Aficionados have started complaining that they are unable to shovel their money into digital wallets, re-erecting a fresh hurdle for investors
Representational image.

Pinak Ghosh, Vivek Nair   |   Calcutta, Mumbai   |   Published 12.05.21, 12:55 AM

Banks are choking off access to crypto currency exchanges again.

Crypto aficionados have started complaining that they are unable to shovel their money into digital crypto wallets, re-erecting a fresh hurdle for investors who have found an appetite for the mercurial asset that carries speculative risks but promises blowout returns.


Crypto currency exchange have operated in India outside the pale of regulatory oversight. The Reserve Bank of India tried to pull the plug on the crypto world by issuing a circular back in 2018 ordering banks not to facilitate any transaction linked to a crypto currency trade.

Last year, the Supreme Court struck down that circular and the crypto universe sprang to life once again.

But last week, the party started to grind to a halt after banks — especially ICICI Bank and Axis Bank — started pushing payment processors to stop facilitating crypto transactions, despite the Supreme Court’s order.

Although the Reserve Bank of India has not formally asked banks to desist from facilitating crypto transactions, it is understood to have asked a few lenders whether they had permitted such dealings.

The banking regulator is apparently waiting for the Centre to come out with a final decision on whether to ban or legitimise private crypto currencies such as Bitcoin.

Officials at crypto exchanges said the situation had turned messy after the banks stopped offering transactional facilities.

The banks have their own concerns with crypto trades: they cannot fully vouch for the identity of the real investor behind the trade and guarantee that it isn’t furthering a money laundering racket using unaccounted cash.

Banks have been worried by the risks that these transactions involve and the consequences that would follow if federal investigating agencies later uncover fraudulent transactions.

“Every exchange in India has signed up to only allow Indian rupee transactions through banking channels. Before the RBI came up with a circular in April 2018, there were a few banks that had withdrawn their support quoting the risk profile of the exchanges. But there were others that provided the services and, hence, it was not a problem. Then the RBI circular to banks had to be fought out at Supreme Court till March 2020. Some of the banks started supporting the industry instantly but not every bank has done so,” said Sathvik Vishwanath, CEO at Unocoin.

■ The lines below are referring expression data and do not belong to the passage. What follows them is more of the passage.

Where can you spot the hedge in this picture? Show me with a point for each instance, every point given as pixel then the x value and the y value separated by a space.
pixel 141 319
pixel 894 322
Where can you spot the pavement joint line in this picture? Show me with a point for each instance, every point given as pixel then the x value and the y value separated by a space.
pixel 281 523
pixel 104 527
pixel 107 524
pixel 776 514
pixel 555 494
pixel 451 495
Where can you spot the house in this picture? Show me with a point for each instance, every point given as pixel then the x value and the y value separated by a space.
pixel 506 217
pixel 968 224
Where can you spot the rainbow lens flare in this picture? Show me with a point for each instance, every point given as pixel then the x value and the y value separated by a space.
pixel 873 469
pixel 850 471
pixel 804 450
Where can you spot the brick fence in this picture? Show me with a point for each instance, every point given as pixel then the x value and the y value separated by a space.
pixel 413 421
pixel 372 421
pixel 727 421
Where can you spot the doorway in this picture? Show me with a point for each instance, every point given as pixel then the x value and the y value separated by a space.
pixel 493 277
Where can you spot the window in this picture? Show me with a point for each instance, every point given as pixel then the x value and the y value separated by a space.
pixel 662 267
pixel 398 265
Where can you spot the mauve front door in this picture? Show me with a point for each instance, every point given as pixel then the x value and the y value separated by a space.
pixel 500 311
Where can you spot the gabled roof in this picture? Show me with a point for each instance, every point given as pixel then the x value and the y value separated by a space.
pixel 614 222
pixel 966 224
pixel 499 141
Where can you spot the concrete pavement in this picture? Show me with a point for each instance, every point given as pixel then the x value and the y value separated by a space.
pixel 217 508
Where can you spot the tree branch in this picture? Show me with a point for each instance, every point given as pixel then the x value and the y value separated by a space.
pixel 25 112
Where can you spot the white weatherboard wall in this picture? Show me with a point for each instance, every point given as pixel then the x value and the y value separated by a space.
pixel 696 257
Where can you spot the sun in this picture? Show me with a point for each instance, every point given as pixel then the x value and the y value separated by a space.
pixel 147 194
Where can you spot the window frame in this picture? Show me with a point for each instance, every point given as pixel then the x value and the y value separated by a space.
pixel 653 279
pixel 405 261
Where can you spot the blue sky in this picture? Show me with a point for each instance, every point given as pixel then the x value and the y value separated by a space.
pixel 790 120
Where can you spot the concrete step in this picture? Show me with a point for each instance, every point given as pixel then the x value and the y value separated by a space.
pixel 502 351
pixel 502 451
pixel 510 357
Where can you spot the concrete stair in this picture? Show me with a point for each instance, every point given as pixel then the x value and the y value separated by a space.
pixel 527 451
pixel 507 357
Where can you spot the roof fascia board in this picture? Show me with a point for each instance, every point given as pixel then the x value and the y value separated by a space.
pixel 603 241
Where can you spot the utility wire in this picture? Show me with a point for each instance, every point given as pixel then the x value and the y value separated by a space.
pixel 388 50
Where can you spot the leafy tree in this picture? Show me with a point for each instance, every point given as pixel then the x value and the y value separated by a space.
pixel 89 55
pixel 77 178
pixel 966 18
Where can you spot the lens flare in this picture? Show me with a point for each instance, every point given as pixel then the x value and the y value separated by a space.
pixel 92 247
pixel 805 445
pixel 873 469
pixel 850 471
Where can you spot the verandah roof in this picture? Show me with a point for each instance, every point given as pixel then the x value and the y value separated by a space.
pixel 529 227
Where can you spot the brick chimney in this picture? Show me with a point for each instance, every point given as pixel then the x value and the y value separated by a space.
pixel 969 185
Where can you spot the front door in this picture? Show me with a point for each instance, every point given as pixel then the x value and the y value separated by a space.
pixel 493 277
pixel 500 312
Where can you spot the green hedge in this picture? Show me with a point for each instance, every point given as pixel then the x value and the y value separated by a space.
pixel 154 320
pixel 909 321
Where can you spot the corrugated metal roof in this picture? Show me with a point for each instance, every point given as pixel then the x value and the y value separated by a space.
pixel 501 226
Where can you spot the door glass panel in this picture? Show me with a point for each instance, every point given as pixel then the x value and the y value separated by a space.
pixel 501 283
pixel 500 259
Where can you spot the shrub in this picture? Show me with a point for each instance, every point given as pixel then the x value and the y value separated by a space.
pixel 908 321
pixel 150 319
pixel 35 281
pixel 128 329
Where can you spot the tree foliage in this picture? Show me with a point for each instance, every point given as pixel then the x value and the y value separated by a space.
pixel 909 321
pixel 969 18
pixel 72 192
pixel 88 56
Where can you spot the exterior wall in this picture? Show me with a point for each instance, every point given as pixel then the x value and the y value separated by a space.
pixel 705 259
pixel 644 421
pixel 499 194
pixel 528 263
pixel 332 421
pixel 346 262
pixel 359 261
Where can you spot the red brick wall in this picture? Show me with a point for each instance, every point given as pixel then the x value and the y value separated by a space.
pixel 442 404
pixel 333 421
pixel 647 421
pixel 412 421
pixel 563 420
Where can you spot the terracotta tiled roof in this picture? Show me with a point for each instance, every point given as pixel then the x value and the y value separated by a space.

“Industry players have created their own self-regulatory system and ensured that every INR transaction is bank transfer based. But we still haven’t got the support from the financial institutions. The industry’s voice is not being heard,” added Vishwanath.

“The whole crypto community right now is trying to get more clarity on the situation. Crypto currencies have become a global phenomenon. It doesn’t make sense for us to delay its adoption in India,” said Bitex founder and CEO, Monark Modi.

WazirX CEO Nishal Shetty voiced his views on Twitter. “What do JP Morgan, Paypal, Square, Robinhood, MasterCard, Visa have in common? They’re fiat financial products that are going long on crypto. Unfortunately, Indian financial companies have no crypto domain knowledge. Don’t ignore crypto innovation!” he said.

Zebpay and Coin DCX officials were not available for a comment.

Meanwhile, the crypto exchanges have started to scout for alternative payment platforms to keep business buzzing. These include peer-to-peer transfers  where buyers and sellers can directly deal with each other, using existing funds in the crypto wallets to make fresh purchases, and liquidating a part of the holdings to carry out further trades.